Day 7 and our last day of touring took us to Assisi which was made famous by the founder of the Franciscan order, St. Francis of Assisi who’s real name was John. The city is in great shape despite its many earthquakes (those monks are great fundraisers) and our guide, Brother James from Connecticut (no not that James), did an excellent job showing us the sites of the cathedral. There is far too much to say about St. Francis, so let it suffice to say that St. Francis saved the Catholic Church by getting it back on track (spreading the gospel and its message of service and humility) not by revolution or political statesmanship, but through leading by example in a time where the Church was more of a military and political party than a representative of our Lord, Jesus Christ. The Vatican might be more popular, but anyone who is a practicing Catholic should make a pilgrimage to Assisi in recognition of everything that is good about Catholicism.

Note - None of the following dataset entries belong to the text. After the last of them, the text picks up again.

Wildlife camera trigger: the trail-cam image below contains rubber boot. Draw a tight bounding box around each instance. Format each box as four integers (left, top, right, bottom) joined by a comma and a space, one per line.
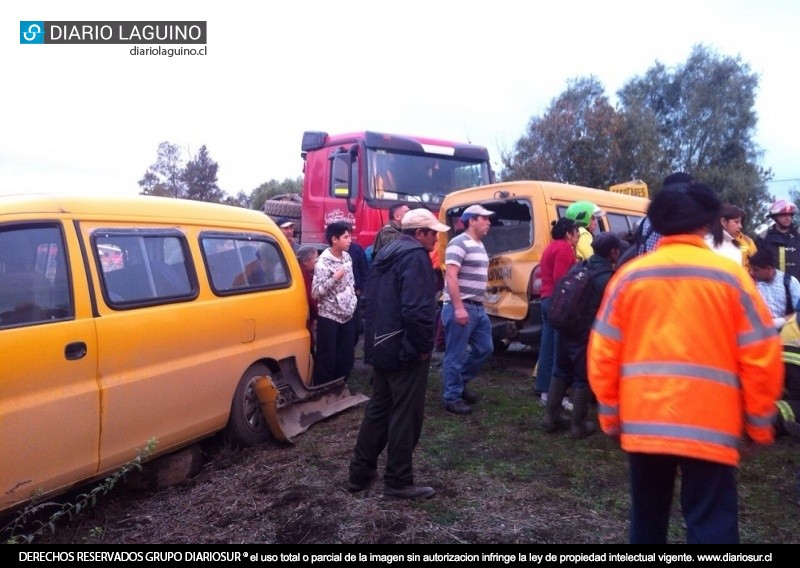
542, 376, 569, 432
570, 387, 597, 439
775, 401, 800, 438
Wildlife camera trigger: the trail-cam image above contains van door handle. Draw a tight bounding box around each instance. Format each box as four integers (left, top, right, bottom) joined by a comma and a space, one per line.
65, 342, 87, 360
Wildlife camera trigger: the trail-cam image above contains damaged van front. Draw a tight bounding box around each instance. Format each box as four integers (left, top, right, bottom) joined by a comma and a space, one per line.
438, 181, 648, 351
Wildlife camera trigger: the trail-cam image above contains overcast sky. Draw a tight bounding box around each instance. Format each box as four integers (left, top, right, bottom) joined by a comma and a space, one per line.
3, 0, 799, 201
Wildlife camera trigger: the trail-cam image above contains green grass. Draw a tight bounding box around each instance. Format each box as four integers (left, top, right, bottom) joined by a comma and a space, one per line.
414, 362, 800, 544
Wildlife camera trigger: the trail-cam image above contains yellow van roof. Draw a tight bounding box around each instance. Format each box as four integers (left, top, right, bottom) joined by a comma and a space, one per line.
441, 180, 649, 211
0, 193, 273, 226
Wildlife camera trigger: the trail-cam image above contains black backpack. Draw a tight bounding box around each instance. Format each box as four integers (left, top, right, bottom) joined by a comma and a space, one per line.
548, 261, 612, 335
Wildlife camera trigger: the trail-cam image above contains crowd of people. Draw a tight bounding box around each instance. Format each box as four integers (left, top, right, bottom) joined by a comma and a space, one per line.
540, 175, 797, 543
270, 178, 796, 543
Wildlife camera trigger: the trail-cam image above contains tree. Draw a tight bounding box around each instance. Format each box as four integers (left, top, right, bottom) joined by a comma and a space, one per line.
222, 190, 251, 208
502, 76, 625, 189
619, 44, 772, 232
504, 45, 772, 234
612, 104, 664, 190
182, 145, 225, 203
138, 142, 185, 198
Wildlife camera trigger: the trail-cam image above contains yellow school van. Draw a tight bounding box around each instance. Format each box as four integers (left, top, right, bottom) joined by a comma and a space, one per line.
0, 194, 366, 514
437, 181, 649, 351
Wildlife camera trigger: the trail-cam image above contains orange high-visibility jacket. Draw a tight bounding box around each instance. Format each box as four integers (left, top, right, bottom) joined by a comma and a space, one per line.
588, 234, 784, 466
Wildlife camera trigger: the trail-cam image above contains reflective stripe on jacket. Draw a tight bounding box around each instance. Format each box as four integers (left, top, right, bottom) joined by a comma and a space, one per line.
588, 234, 784, 467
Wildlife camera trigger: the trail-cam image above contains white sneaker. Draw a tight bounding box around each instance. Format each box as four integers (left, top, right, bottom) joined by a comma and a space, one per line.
538, 392, 548, 407
561, 397, 574, 412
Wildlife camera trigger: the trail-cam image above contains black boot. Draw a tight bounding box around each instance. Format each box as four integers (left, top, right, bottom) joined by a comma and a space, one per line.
542, 376, 569, 432
775, 401, 800, 438
570, 387, 597, 439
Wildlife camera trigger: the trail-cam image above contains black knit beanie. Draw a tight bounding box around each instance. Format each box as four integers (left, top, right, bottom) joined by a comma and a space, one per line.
648, 182, 721, 236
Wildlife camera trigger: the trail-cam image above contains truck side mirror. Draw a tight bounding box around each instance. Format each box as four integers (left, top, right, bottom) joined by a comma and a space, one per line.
330, 152, 352, 199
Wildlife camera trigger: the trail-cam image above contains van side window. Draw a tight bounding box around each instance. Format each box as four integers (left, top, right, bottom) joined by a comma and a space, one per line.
93, 231, 195, 306
202, 235, 290, 294
0, 225, 73, 328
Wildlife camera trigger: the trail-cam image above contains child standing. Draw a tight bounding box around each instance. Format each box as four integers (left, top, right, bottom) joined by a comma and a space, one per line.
312, 221, 358, 384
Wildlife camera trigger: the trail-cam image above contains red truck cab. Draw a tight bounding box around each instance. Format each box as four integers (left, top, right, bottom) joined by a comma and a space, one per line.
300, 131, 494, 249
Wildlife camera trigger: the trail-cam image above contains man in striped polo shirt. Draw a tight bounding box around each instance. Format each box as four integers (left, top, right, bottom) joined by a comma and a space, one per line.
441, 204, 495, 415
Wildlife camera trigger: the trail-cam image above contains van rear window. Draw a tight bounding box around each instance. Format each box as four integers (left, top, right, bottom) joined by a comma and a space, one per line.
447, 199, 533, 256
201, 236, 290, 294
93, 230, 195, 307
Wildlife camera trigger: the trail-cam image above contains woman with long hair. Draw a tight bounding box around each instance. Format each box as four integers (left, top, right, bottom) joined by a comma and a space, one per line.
534, 217, 580, 404
706, 203, 755, 267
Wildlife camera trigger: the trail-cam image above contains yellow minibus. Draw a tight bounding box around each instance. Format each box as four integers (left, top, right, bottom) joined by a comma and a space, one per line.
0, 194, 365, 514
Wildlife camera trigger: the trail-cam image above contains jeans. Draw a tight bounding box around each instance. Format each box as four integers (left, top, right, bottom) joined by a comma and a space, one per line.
535, 296, 558, 394
441, 302, 493, 404
553, 329, 589, 389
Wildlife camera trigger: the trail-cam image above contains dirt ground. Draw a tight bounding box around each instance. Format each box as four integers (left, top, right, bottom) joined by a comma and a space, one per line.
29, 346, 563, 545
32, 409, 604, 545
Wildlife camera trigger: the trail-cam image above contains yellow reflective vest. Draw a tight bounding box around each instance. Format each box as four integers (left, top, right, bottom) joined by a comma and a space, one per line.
575, 226, 593, 261
736, 231, 757, 270
780, 314, 800, 367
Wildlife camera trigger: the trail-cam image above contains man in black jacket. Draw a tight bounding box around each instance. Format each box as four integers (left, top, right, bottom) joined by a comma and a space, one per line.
348, 208, 448, 500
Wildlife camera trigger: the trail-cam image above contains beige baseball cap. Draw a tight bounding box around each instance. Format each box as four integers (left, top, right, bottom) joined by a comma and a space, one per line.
401, 208, 449, 232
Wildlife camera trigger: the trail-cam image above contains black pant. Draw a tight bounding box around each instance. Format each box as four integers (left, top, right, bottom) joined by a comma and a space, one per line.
628, 452, 739, 544
352, 295, 365, 346
349, 359, 430, 488
786, 363, 800, 400
313, 316, 355, 384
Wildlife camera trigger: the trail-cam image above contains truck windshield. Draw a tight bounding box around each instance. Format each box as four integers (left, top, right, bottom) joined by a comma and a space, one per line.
366, 148, 490, 206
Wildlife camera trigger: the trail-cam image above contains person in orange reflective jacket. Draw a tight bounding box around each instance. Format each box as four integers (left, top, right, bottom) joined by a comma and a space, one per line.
588, 181, 783, 545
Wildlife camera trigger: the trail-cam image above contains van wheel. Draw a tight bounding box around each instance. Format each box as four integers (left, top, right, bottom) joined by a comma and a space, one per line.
225, 364, 272, 446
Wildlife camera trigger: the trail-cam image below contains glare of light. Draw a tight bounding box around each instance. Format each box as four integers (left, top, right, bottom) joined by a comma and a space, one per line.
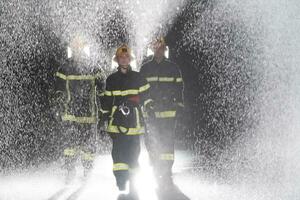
146, 46, 169, 58
67, 45, 90, 58
165, 46, 169, 58
83, 45, 90, 57
133, 149, 158, 200
67, 46, 72, 58
0, 173, 64, 200
146, 48, 154, 57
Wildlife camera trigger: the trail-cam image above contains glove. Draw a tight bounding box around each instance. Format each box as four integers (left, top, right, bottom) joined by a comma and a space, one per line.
144, 101, 155, 121
98, 108, 110, 123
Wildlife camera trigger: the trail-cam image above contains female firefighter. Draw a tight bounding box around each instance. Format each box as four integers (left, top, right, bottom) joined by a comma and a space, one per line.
101, 44, 151, 191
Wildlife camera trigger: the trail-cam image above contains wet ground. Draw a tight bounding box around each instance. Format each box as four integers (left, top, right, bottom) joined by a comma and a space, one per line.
0, 150, 293, 200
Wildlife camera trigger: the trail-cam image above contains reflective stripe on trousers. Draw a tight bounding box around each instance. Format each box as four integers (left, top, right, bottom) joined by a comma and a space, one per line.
113, 163, 130, 171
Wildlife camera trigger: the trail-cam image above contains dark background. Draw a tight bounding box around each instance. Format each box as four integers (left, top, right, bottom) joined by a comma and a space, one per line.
0, 0, 259, 175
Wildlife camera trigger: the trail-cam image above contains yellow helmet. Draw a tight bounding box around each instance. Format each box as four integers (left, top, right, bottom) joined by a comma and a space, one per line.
114, 44, 133, 61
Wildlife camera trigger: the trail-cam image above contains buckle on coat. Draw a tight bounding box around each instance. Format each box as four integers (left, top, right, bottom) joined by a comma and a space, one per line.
119, 104, 130, 116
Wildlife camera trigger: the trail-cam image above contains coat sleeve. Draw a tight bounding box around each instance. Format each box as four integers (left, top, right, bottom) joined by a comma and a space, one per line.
95, 70, 106, 111
100, 76, 114, 118
174, 65, 184, 108
138, 73, 152, 108
54, 67, 66, 100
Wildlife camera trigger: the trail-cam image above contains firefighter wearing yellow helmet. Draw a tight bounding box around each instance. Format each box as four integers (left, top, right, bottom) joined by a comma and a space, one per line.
53, 34, 105, 183
101, 44, 151, 191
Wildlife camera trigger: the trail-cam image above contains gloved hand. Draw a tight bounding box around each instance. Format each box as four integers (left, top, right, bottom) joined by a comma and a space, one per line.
144, 100, 155, 120
98, 111, 110, 132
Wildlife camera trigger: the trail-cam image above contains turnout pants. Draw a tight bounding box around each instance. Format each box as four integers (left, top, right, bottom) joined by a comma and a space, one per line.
62, 122, 97, 175
145, 118, 176, 180
110, 134, 141, 189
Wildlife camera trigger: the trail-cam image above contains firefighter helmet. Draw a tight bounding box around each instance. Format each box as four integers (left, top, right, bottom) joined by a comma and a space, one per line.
154, 37, 166, 46
113, 44, 133, 62
150, 36, 167, 51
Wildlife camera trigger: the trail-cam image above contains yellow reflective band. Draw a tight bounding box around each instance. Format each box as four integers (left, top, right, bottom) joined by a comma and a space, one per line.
155, 111, 176, 118
158, 77, 175, 82
67, 75, 95, 80
176, 77, 183, 82
113, 90, 139, 96
56, 72, 96, 80
99, 108, 110, 114
107, 106, 144, 135
113, 163, 129, 171
104, 91, 112, 96
107, 125, 145, 135
64, 148, 76, 156
82, 152, 95, 161
146, 77, 176, 82
159, 153, 174, 161
146, 77, 158, 82
139, 83, 150, 92
56, 72, 67, 80
62, 114, 96, 123
105, 89, 141, 96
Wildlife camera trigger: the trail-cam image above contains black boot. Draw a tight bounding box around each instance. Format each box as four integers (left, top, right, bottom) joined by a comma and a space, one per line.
117, 179, 127, 191
64, 156, 77, 184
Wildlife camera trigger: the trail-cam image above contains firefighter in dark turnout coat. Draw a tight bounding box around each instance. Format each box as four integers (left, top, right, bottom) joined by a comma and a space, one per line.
140, 37, 184, 187
101, 44, 151, 191
54, 35, 104, 182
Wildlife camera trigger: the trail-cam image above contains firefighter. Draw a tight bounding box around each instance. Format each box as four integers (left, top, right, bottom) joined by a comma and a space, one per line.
140, 37, 184, 188
53, 34, 105, 182
101, 44, 151, 191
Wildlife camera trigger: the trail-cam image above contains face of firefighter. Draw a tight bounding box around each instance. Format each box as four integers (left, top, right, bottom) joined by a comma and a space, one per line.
152, 40, 166, 59
117, 54, 131, 68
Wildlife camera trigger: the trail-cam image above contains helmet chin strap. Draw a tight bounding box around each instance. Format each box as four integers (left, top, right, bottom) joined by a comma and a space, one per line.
119, 65, 130, 73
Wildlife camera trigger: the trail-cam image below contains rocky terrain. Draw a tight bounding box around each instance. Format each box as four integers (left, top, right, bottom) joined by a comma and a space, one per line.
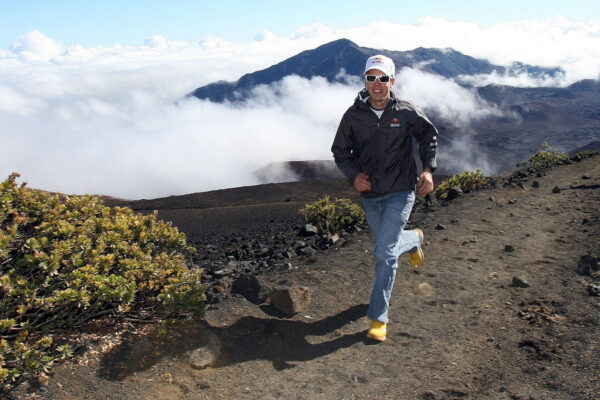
7, 154, 600, 400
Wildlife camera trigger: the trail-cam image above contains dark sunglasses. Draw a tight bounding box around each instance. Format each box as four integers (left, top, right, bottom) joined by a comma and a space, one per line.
365, 74, 391, 83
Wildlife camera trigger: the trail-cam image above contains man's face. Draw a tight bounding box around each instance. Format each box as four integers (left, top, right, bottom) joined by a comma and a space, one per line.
365, 69, 395, 106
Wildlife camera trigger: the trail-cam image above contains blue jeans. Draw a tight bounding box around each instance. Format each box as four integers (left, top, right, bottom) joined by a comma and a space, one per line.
362, 191, 420, 324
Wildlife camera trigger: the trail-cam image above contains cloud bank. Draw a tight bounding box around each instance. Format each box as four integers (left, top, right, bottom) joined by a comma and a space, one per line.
1, 17, 599, 198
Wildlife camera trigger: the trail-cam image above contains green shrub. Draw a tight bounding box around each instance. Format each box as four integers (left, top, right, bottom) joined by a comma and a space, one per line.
0, 173, 204, 386
300, 196, 364, 235
574, 149, 599, 158
434, 170, 489, 200
528, 141, 569, 168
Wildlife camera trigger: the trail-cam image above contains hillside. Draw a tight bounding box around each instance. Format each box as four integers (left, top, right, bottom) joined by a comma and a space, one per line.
9, 155, 599, 400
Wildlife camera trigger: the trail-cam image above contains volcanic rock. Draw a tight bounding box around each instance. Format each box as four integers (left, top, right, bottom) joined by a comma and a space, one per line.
511, 276, 530, 288
298, 246, 317, 257
269, 282, 312, 315
231, 273, 270, 304
299, 224, 318, 237
445, 187, 463, 200
576, 254, 600, 276
189, 330, 222, 370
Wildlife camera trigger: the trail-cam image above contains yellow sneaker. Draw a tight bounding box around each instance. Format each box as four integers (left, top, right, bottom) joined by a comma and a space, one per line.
366, 320, 387, 342
409, 229, 424, 270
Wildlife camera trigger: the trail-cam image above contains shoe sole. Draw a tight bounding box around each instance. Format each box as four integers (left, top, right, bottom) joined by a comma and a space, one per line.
411, 229, 424, 270
366, 332, 387, 342
411, 248, 424, 270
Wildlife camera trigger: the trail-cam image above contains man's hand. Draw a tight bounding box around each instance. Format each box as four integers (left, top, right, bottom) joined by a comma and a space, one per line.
417, 169, 434, 195
353, 173, 371, 193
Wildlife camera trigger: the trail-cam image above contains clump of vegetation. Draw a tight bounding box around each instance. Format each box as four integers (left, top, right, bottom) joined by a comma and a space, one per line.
574, 149, 599, 158
300, 197, 364, 235
434, 170, 489, 200
528, 141, 569, 169
0, 173, 204, 387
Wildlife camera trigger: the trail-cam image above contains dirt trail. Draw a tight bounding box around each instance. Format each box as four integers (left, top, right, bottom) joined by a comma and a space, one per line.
11, 157, 600, 400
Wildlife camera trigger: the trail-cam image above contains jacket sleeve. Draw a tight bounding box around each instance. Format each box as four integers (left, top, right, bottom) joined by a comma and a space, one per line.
412, 107, 438, 172
331, 112, 362, 185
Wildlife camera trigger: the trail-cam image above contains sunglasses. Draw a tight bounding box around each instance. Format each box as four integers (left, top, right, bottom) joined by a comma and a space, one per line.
365, 74, 392, 83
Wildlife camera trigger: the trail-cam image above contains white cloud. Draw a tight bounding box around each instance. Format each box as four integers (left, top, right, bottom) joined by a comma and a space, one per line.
9, 30, 66, 61
0, 72, 357, 199
1, 16, 599, 198
393, 68, 502, 126
457, 70, 566, 88
144, 35, 168, 49
292, 22, 335, 39
336, 16, 600, 84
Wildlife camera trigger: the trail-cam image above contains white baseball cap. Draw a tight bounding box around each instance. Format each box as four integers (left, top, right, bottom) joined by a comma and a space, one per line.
364, 55, 395, 77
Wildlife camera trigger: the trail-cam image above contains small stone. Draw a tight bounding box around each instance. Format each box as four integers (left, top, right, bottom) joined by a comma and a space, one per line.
190, 348, 218, 369
552, 186, 561, 193
587, 284, 600, 296
445, 187, 463, 200
511, 276, 530, 288
508, 199, 517, 204
328, 234, 340, 245
489, 196, 496, 202
414, 282, 435, 297
195, 379, 212, 389
298, 246, 317, 257
283, 249, 297, 259
189, 332, 222, 370
532, 181, 540, 188
292, 240, 307, 250
299, 224, 318, 237
504, 245, 515, 252
576, 254, 599, 276
272, 262, 293, 271
435, 224, 446, 230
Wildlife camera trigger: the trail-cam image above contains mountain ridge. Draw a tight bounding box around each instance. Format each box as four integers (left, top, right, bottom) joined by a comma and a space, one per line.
189, 38, 563, 102
186, 38, 598, 182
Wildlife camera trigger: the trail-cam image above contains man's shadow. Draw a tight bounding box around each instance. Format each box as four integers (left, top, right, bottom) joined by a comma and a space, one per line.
98, 303, 369, 381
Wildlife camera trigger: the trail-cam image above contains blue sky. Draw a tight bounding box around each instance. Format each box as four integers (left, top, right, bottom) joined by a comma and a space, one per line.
1, 0, 599, 48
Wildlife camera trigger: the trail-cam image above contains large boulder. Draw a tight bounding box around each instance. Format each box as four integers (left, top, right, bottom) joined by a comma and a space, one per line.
231, 273, 270, 304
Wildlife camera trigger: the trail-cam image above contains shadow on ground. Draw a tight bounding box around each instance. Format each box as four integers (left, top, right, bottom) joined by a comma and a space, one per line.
98, 303, 369, 380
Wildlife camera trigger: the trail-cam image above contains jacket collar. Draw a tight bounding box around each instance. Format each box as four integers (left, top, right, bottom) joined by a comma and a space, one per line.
354, 88, 399, 110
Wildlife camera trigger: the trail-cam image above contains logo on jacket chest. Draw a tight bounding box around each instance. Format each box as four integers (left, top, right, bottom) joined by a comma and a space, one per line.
390, 118, 401, 128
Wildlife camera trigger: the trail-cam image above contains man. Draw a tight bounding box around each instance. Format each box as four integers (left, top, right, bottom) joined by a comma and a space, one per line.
331, 55, 438, 342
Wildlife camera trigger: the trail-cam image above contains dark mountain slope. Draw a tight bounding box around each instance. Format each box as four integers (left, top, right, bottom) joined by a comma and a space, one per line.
189, 38, 562, 103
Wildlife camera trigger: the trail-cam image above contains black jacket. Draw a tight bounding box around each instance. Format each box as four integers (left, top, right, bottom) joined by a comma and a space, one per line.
331, 89, 438, 198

The food and wine are great too!
It was lunchtime after the tour so we headed to the Digioni Winery for lunch of salumi (you know what that is by now), bruschetta, roast pork, and their Grechetto (white wine), their Rosso di Montefalco, and their Sagrentino including their sagrentino passito. Have I said how delicious the Rosso di Montefalco is? The family combines 70% Sangiovese with 15% Sagrentino and 15% Merlot to make a tasty 14% alcohol Rosso. Our travel mate Kevin explained to us that ever since the creation of the wine point scale, wineries in the US and Italy have been targeting greater fruitiness in their wines because the person responsible for the rating system likes wines that are fruitier. What this has done is forced the wine growers to leave the grapes on the vine longer to increase the fruity flavor, which also increases the concentration of sugar resulting in higher alcohol content following fermentation (sugar = alcohol). This also explains what Mom and I have noticed about red wines which is that wines don’t keep as long as they used to anymore. Allowing the grapes to mature longer on the vine reduces the tannins and therefore reduces their antioxidant or “preservative” effect on the wine.
Well we all head off in our own directions tomorrow and we have to say it was great seeing our old friends, Raffaella and Marcello, and meeting our newest, best friends, Carol, Kevin, Theresa, Tyler and of course our host and hostess Welfor (seated at the head of the table) and Maria. Arrivaderci!